Pusher was Nicolas Winding Refn's contribution to the Eurocrime scene as it was regarded from the perspective of its filmmakers. He protested in interviews that he was really not that interested in the real life ducking and diving that was involved with actual drugs deals, and was merely using crime as a means to an end storywise, and in fact would get cagey when asked about how far his research into this criminal underworld went, but for what it was worth, he did concoct a strong atmosphere of lowlife desperation that could occur when the criminal existence went very wrong. This was his first feature, and it made quite an impact on all who saw it, with the usual comparisons.

Most film buffs identified a debt to Martin Scorsese's Mean Streets, though Refn said he was more into Ruggero Deodato's Cannibal Holocaust, which would explain the proliferation of handheld camerawork that almost casually captured the bursts of violence as Frank's existence starts to close in on him.
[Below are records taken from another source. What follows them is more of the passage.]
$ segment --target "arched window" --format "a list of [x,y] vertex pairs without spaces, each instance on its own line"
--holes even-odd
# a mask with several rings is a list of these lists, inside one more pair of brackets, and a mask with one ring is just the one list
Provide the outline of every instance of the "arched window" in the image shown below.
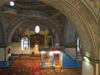
[[39,27],[39,26],[36,26],[36,27],[35,27],[35,32],[36,32],[36,33],[39,33],[39,32],[40,32],[40,27]]
[[28,47],[29,47],[28,38],[23,37],[21,43],[22,43],[22,50],[28,50]]

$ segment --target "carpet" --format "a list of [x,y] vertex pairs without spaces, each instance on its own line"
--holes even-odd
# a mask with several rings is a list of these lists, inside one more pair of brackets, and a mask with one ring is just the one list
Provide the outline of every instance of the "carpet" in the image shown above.
[[40,56],[12,57],[12,64],[9,67],[0,68],[0,75],[81,75],[81,68],[42,69],[41,58],[38,57]]

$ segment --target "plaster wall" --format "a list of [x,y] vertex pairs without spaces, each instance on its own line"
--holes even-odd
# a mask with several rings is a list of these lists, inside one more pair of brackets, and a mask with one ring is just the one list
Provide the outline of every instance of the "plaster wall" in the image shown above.
[[94,67],[87,61],[82,61],[82,75],[94,75]]
[[76,59],[76,48],[66,48],[65,52],[67,53],[68,56],[70,56],[73,60]]
[[5,49],[0,48],[0,61],[4,61],[4,60],[5,60]]

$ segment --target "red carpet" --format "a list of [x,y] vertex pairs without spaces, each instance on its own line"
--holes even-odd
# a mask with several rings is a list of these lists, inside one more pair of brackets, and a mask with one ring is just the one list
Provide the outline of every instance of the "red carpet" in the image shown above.
[[[42,70],[40,69],[41,59],[30,59],[30,56],[14,57],[13,63],[7,67],[0,69],[0,75],[42,75]],[[40,57],[40,56],[32,56]]]

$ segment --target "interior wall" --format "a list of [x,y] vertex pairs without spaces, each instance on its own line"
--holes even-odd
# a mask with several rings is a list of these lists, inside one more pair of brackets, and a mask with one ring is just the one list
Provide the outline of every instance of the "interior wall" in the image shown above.
[[76,48],[65,48],[65,52],[68,56],[70,56],[73,60],[76,60]]
[[38,51],[38,47],[33,47],[33,49],[31,49],[31,52],[34,52],[34,54],[41,54],[41,53]]
[[0,48],[0,61],[4,61],[4,60],[5,60],[5,49]]
[[21,43],[15,42],[11,45],[11,53],[13,54],[30,54],[30,48],[28,50],[21,50]]
[[34,47],[30,49],[30,45],[29,45],[28,50],[22,50],[21,43],[15,42],[12,43],[11,45],[11,53],[13,54],[32,54],[32,52],[34,52],[34,54],[40,54],[40,52],[38,51],[38,47]]
[[[40,31],[39,34],[40,35],[44,35],[44,45],[45,47],[47,47],[47,35],[48,35],[49,31],[48,29],[46,29],[46,31]],[[24,35],[27,35],[30,39],[30,35],[36,34],[35,31],[30,31],[29,28],[24,32]]]
[[6,48],[6,61],[8,61],[10,56],[11,56],[11,46],[7,46],[7,48]]
[[60,65],[62,66],[62,53],[59,53],[59,62],[60,62]]
[[94,75],[94,67],[91,63],[82,61],[82,75]]

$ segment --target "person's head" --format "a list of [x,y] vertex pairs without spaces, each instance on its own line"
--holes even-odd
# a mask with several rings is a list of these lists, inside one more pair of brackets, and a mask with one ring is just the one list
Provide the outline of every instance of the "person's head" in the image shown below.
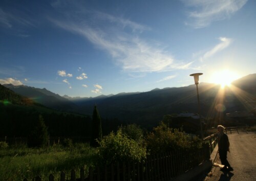
[[225,127],[222,125],[218,126],[218,131],[219,131],[219,132],[223,132],[224,129],[225,129]]

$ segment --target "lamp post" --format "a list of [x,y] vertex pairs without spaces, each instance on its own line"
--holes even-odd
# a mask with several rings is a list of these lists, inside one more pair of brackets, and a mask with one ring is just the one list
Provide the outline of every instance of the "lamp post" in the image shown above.
[[200,102],[199,101],[199,93],[198,92],[198,84],[199,83],[199,76],[203,75],[203,73],[196,73],[190,75],[190,76],[193,76],[195,80],[195,84],[197,86],[197,101],[198,102],[198,114],[199,115],[199,121],[200,123],[200,130],[201,130],[201,137],[203,139],[203,129],[202,128],[202,122],[201,121],[201,114],[200,114]]

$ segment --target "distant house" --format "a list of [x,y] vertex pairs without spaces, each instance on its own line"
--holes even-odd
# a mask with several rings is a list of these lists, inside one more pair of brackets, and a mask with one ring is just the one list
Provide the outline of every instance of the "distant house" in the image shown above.
[[251,111],[238,111],[227,113],[226,116],[228,118],[251,118],[254,116],[253,112]]
[[[200,116],[195,113],[181,113],[172,119],[172,125],[176,128],[182,128],[187,132],[195,133],[200,131]],[[204,123],[204,117],[201,116],[202,124]]]

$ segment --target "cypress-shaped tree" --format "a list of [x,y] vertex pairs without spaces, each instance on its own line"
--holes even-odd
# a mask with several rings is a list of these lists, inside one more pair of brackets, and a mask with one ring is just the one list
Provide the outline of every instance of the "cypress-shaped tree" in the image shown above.
[[28,140],[29,147],[41,147],[46,146],[48,142],[49,134],[44,118],[39,115],[35,127],[31,132]]
[[94,106],[93,113],[92,136],[91,138],[91,145],[96,146],[98,143],[96,140],[100,140],[102,138],[102,130],[101,128],[101,119],[99,116],[97,106]]

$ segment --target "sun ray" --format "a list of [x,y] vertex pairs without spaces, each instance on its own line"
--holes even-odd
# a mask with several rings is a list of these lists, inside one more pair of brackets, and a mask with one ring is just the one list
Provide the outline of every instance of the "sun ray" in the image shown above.
[[230,89],[247,110],[251,111],[253,110],[254,107],[253,104],[248,103],[256,101],[256,96],[255,95],[251,95],[233,85],[231,85]]

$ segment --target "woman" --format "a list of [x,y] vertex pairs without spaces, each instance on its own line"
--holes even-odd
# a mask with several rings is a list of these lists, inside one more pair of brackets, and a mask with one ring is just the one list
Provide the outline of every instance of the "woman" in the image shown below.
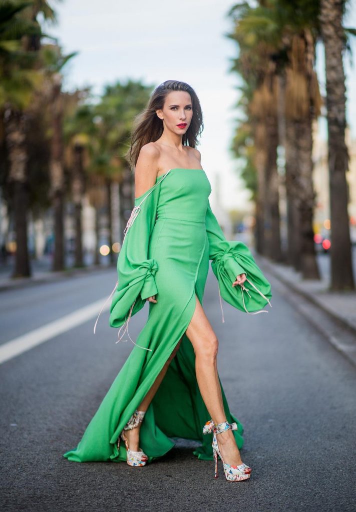
[[135,167],[135,206],[109,322],[121,328],[120,340],[146,301],[148,318],[77,448],[64,454],[70,460],[142,466],[179,437],[201,442],[193,453],[213,455],[215,477],[219,456],[227,480],[250,478],[239,451],[243,428],[229,410],[218,341],[202,304],[209,260],[222,296],[243,311],[261,312],[270,285],[247,247],[225,239],[211,211],[195,147],[203,126],[195,92],[175,80],[158,86],[137,118],[127,155]]

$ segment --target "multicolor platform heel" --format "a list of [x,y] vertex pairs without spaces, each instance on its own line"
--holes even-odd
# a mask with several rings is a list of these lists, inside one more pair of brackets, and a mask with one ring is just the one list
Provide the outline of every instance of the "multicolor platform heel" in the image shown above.
[[130,450],[127,439],[124,434],[124,431],[135,429],[143,421],[145,412],[145,411],[135,411],[124,427],[124,430],[118,436],[117,448],[119,448],[120,446],[120,438],[121,438],[126,447],[126,462],[129,466],[144,466],[148,459],[147,456],[142,450],[140,450],[139,452],[134,452],[133,450]]
[[203,429],[203,434],[211,434],[212,432],[213,434],[211,446],[214,453],[215,478],[217,478],[217,456],[219,455],[224,465],[224,472],[225,474],[227,480],[230,482],[239,482],[241,480],[248,480],[250,478],[251,472],[252,471],[249,466],[245,464],[244,462],[238,466],[232,466],[230,464],[226,464],[221,456],[217,444],[216,434],[225,432],[229,429],[231,429],[231,430],[237,430],[238,425],[236,423],[229,423],[227,421],[224,421],[223,423],[219,423],[215,425],[213,420],[211,419],[210,421],[207,421]]

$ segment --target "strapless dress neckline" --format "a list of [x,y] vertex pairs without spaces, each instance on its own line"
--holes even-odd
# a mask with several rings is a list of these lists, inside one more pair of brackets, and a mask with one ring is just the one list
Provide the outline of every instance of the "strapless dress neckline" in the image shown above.
[[203,173],[205,172],[204,169],[190,169],[185,167],[173,167],[172,169],[169,169],[166,173],[164,173],[164,174],[160,174],[160,176],[157,176],[156,178],[156,181],[159,179],[159,178],[163,178],[163,176],[165,176],[167,173],[169,173],[171,170],[202,170]]

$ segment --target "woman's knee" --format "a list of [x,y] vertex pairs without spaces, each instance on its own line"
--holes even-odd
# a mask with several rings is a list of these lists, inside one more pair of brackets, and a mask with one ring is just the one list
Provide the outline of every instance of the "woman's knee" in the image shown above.
[[202,340],[202,343],[195,347],[195,355],[214,362],[217,355],[218,349],[219,340],[215,334],[212,334]]
[[179,347],[180,347],[180,345],[181,345],[181,343],[182,343],[182,338],[181,338],[181,339],[180,339],[179,342],[178,342],[178,343],[176,344],[176,345],[175,346],[175,347],[173,349],[172,352],[171,353],[171,355],[169,356],[169,357],[168,357],[168,359],[167,360],[167,361],[165,363],[165,366],[169,366],[170,364],[172,362],[172,360],[175,357],[175,354],[178,352],[178,350],[179,350]]

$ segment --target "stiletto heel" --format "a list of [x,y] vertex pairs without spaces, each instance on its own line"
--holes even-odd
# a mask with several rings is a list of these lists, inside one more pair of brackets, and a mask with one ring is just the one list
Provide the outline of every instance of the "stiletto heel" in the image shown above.
[[214,452],[214,460],[215,461],[215,475],[214,478],[217,478],[217,452],[213,448],[213,452]]
[[217,478],[217,456],[220,457],[224,466],[224,472],[227,480],[230,482],[240,482],[241,480],[248,480],[250,476],[252,469],[247,464],[243,462],[242,464],[238,466],[232,466],[230,464],[226,464],[224,462],[223,457],[219,449],[216,435],[222,434],[226,432],[229,429],[231,430],[236,430],[238,425],[236,423],[228,423],[227,421],[224,421],[223,423],[219,423],[215,424],[213,420],[210,420],[204,425],[203,429],[203,434],[211,434],[212,433],[213,438],[211,446],[214,454],[214,461],[215,462],[215,478]]
[[144,466],[146,465],[146,463],[148,459],[147,456],[141,449],[139,452],[134,452],[133,450],[130,450],[127,439],[124,434],[124,431],[132,430],[133,429],[135,429],[136,426],[138,426],[140,423],[143,421],[145,412],[145,411],[136,410],[124,427],[124,430],[118,436],[117,448],[120,447],[120,438],[121,438],[125,443],[126,448],[126,462],[129,466]]

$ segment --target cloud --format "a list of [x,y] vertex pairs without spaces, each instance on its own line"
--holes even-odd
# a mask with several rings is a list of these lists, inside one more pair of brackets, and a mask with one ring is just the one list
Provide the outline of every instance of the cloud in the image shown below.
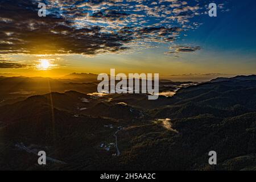
[[200,46],[174,46],[170,47],[170,49],[171,51],[166,52],[166,54],[177,54],[180,52],[193,52],[196,51],[201,50],[202,48]]
[[13,63],[11,61],[0,60],[0,68],[22,68],[28,65],[18,63]]
[[[47,16],[39,17],[39,2]],[[196,28],[199,2],[162,0],[0,1],[0,54],[119,53],[171,44]],[[148,43],[148,44],[146,43]],[[180,48],[180,52],[192,49]],[[192,52],[192,51],[190,51]]]

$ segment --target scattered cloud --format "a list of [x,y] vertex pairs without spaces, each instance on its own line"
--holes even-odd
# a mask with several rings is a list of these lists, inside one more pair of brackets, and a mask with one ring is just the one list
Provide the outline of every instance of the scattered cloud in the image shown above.
[[22,68],[27,67],[28,67],[27,64],[0,60],[0,68]]
[[[183,32],[196,28],[193,18],[205,11],[205,3],[196,0],[0,2],[0,54],[95,55],[170,44]],[[40,2],[47,5],[46,17],[38,15]]]

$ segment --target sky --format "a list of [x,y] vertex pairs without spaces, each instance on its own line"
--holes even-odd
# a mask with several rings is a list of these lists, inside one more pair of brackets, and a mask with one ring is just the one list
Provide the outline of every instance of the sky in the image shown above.
[[253,0],[0,0],[0,75],[255,73],[255,9]]

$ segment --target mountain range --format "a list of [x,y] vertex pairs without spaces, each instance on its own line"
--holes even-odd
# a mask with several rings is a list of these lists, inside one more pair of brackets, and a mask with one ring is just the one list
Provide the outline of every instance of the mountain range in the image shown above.
[[[255,170],[255,78],[188,85],[162,80],[161,91],[179,89],[149,101],[143,94],[97,94],[94,81],[1,77],[0,96],[9,101],[0,105],[0,168]],[[35,92],[13,93],[21,90]],[[17,148],[20,143],[65,163],[35,164],[37,156]],[[217,165],[208,164],[210,151]]]

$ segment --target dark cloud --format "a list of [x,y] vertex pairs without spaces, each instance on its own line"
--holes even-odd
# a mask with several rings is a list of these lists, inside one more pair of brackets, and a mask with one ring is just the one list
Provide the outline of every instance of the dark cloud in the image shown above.
[[[126,2],[126,3],[124,3]],[[163,1],[177,4],[180,1]],[[39,17],[38,5],[47,5],[46,17]],[[133,42],[170,43],[186,28],[197,5],[170,6],[129,0],[0,0],[0,54],[118,53]],[[188,13],[189,12],[189,13]],[[183,15],[183,13],[184,14]],[[157,18],[150,22],[148,17]],[[158,21],[158,23],[156,23]],[[161,22],[176,21],[175,26]],[[176,23],[177,23],[176,22]],[[183,28],[180,28],[183,27]],[[179,52],[199,48],[180,47]]]
[[202,48],[199,46],[174,46],[171,47],[170,49],[171,51],[167,52],[167,54],[195,52],[198,50],[201,50]]
[[22,68],[27,66],[26,64],[13,63],[10,61],[0,60],[0,68]]

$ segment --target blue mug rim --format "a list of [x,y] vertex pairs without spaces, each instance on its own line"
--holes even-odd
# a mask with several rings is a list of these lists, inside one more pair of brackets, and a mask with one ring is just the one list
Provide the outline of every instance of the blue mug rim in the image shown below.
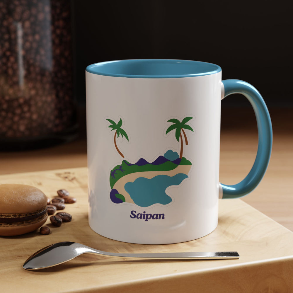
[[95,63],[87,66],[86,70],[98,75],[119,77],[174,78],[210,75],[219,72],[222,69],[213,63],[192,60],[133,59]]

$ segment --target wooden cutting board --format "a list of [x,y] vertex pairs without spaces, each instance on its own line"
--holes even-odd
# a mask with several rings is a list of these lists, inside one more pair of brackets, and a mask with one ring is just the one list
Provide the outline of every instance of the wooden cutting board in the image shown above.
[[[34,185],[51,198],[66,189],[77,202],[66,205],[71,222],[47,224],[51,233],[37,231],[0,236],[0,288],[4,292],[292,292],[293,233],[239,199],[220,200],[219,225],[200,239],[165,245],[111,240],[93,231],[88,222],[85,168],[0,176],[0,184]],[[233,251],[239,259],[140,261],[85,254],[59,265],[28,271],[22,265],[45,246],[61,241],[104,251],[150,253]]]

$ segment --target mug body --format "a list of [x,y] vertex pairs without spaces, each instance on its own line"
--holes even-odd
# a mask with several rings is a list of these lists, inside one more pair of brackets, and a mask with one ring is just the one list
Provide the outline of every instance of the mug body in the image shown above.
[[168,59],[86,71],[89,222],[103,236],[176,243],[218,223],[221,71]]

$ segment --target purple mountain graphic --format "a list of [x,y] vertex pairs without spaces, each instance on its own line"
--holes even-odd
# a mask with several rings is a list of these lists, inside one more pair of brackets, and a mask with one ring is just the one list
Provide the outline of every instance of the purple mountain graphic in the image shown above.
[[181,161],[181,159],[178,158],[178,159],[176,159],[176,160],[174,160],[173,161],[171,161],[165,158],[163,156],[160,156],[155,161],[151,163],[149,163],[146,160],[142,158],[139,159],[135,164],[132,164],[131,163],[128,163],[125,160],[123,160],[123,161],[128,166],[132,166],[134,165],[136,165],[138,166],[143,166],[147,164],[150,164],[151,165],[159,165],[163,164],[164,163],[168,161],[172,162],[176,165],[179,165]]

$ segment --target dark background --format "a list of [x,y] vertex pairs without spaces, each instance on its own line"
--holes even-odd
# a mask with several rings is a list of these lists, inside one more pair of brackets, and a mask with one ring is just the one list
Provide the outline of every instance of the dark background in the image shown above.
[[[172,4],[172,3],[174,4]],[[75,92],[85,103],[85,70],[136,58],[214,63],[222,79],[251,84],[269,108],[293,106],[291,1],[73,0]],[[240,95],[224,107],[249,107]]]

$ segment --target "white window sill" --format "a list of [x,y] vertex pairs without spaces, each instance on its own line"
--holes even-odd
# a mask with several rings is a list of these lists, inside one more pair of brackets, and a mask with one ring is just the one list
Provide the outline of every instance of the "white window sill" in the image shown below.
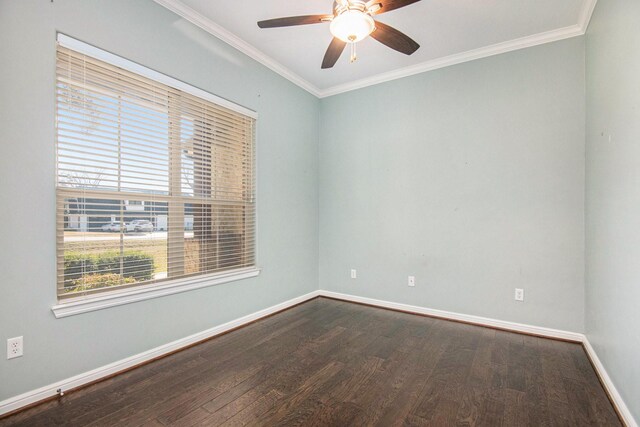
[[149,285],[146,287],[132,288],[113,293],[104,293],[91,297],[78,297],[66,300],[64,303],[51,307],[56,319],[75,316],[76,314],[102,310],[103,308],[130,304],[165,295],[177,294],[207,286],[220,285],[235,280],[248,279],[260,274],[257,267],[243,270],[235,270],[228,273],[199,276],[188,279],[178,279],[169,283]]

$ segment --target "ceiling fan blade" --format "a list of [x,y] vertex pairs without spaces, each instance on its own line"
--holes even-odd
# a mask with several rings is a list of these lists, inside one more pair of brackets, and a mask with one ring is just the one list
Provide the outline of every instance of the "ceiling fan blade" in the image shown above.
[[371,33],[371,37],[405,55],[411,55],[420,47],[411,37],[378,21],[376,21],[376,29]]
[[380,4],[380,9],[373,12],[374,15],[390,12],[394,9],[400,9],[401,7],[409,6],[410,4],[419,2],[420,0],[371,0],[369,3]]
[[324,54],[324,59],[322,60],[322,69],[331,68],[336,65],[336,62],[338,62],[338,58],[340,58],[340,55],[342,54],[342,51],[344,50],[344,47],[346,45],[347,44],[345,42],[337,37],[334,37],[329,44],[327,52]]
[[331,20],[333,15],[304,15],[304,16],[287,16],[286,18],[267,19],[259,21],[260,28],[276,28],[291,27],[293,25],[320,24],[327,20]]

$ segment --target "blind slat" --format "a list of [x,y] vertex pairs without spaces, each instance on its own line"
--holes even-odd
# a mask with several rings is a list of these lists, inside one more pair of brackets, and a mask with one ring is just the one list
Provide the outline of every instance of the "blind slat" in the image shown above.
[[254,118],[62,46],[56,73],[59,298],[255,266]]

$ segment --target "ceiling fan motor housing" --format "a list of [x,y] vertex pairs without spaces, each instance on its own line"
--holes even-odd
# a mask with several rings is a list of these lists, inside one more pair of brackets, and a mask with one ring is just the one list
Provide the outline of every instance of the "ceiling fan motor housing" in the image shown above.
[[361,0],[342,0],[333,3],[334,18],[331,33],[345,43],[356,43],[375,30],[375,21]]

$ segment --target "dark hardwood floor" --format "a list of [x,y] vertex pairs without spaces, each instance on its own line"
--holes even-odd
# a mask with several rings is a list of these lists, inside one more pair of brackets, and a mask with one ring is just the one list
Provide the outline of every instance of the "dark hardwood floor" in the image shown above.
[[620,425],[586,354],[324,298],[0,425]]

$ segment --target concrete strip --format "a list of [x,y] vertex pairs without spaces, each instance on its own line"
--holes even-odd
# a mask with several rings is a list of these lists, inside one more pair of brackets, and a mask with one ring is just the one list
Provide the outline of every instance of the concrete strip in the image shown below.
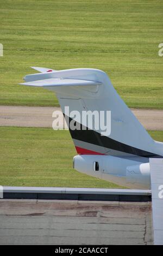
[[[0,106],[0,126],[27,127],[52,127],[52,113],[60,108]],[[131,109],[145,128],[163,130],[163,110]],[[61,122],[63,118],[60,118]]]
[[3,198],[62,199],[95,201],[141,201],[151,200],[151,190],[104,188],[3,187]]
[[[32,211],[33,214],[29,215]],[[42,211],[43,215],[39,215]],[[81,212],[85,214],[81,216]],[[114,206],[104,202],[0,200],[0,244],[151,244],[151,213],[149,203],[142,206],[133,203]]]

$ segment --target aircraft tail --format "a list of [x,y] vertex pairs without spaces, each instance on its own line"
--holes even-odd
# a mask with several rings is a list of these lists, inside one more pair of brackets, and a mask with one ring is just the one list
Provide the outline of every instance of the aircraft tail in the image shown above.
[[[67,122],[78,127],[74,129],[70,127],[70,131],[79,154],[145,158],[158,154],[154,141],[103,71],[74,69],[46,72],[27,75],[24,79],[22,85],[43,87],[56,93]],[[65,107],[68,107],[66,112]],[[83,111],[94,117],[95,111],[102,113],[106,110],[111,111],[109,134],[104,135],[101,127],[91,128],[81,119]],[[80,115],[76,115],[74,111]],[[89,118],[90,116],[87,116]]]

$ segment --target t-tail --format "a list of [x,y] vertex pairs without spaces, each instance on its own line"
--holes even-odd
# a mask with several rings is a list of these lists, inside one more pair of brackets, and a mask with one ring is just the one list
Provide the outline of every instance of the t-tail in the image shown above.
[[55,93],[78,155],[74,169],[131,188],[150,187],[149,158],[162,157],[154,141],[120,98],[106,74],[95,69],[26,75],[21,85]]

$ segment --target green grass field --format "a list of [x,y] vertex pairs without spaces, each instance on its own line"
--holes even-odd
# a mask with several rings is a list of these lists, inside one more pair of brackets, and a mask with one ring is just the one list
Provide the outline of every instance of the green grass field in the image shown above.
[[1,105],[58,105],[51,92],[18,85],[33,66],[101,69],[129,107],[163,109],[161,0],[1,4]]
[[[149,133],[163,141],[163,131]],[[72,169],[77,153],[67,130],[1,127],[0,143],[1,185],[120,187]]]

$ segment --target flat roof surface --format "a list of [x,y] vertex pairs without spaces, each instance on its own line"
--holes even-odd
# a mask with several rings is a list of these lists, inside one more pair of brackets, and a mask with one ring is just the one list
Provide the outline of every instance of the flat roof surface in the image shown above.
[[154,244],[163,245],[163,158],[150,158]]
[[151,203],[0,200],[1,245],[151,245]]

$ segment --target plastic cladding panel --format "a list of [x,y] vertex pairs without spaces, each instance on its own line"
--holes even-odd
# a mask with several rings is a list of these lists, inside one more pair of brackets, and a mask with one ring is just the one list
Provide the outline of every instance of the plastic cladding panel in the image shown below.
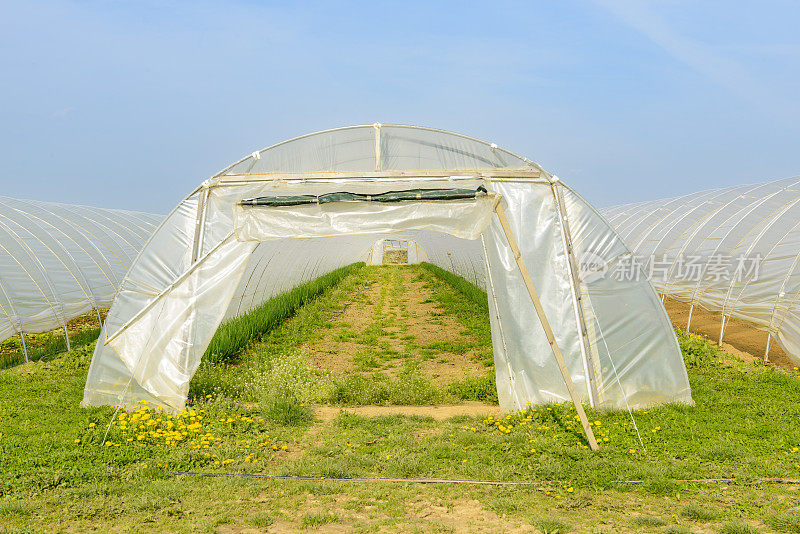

Some said, with numbing predictability, that it was Quentin Tarantino he was emulating, yet while it was accurate to observe some of the aimless dialogue exchanges appeared to owe something to him, especially in the profanity and casual racism, they were by no means the main focus as this was more centred on creating a selection of dialogues that reflected the way Copenhagen crims spoke.

The plot was almost childishly simple, and one we had seen before and doubtless will see again - going back to Anthony Newley in The Small World of Sammy Lee and beyond, and forward to the Safdie Brothers' Uncut Gems and probably further, as it was a premise filmmakers liked to return to over and over. Yes, Frank owes money to his Serbian drug baron Milo (Zlatko Buric), and the more he delays paying up, the more the debt spirals out of control, in a "never a debtor nor a lender be" lesson for anybody watching. OK, that probably was not foremost on the director's mind, but it did act as a warning for anyone who needs extra cash to go about it through proper channels, since the alternative we witnessed here was nothing less than a living nightmare for the protagonist.

While there was a feeling that Pusher was threatening to glamorise the drug dealing life with its bad boy cool, in fact by the end of it you would be relieved you were not Frank, or anywhere near him to be in his social circle, because he is not just making some bad choices, he is also having others' bad choices foisted upon him. He begins to flail and thrash as the cinematography grows gloomier, lashing out at his junkie girlfriend Vic (Laura Drasbaek) - the biggest cliché in the movie, it had to be said - as Milo's initially avuncular reasonableness turns more forceful and menacing, a small theme being how even the most dodgy of men can come across as friendly and approachable until you cross them, and then they will have no qualms about coming down on you like a ton of bricks. But if Pusher looks like what it is now, a calling card film to get a foot in the door of the business, it remained a compelling watch assuming you were not turned off by these characters within about five minutes, which was all too possible. Music by Povl Kristan and Peter Peter.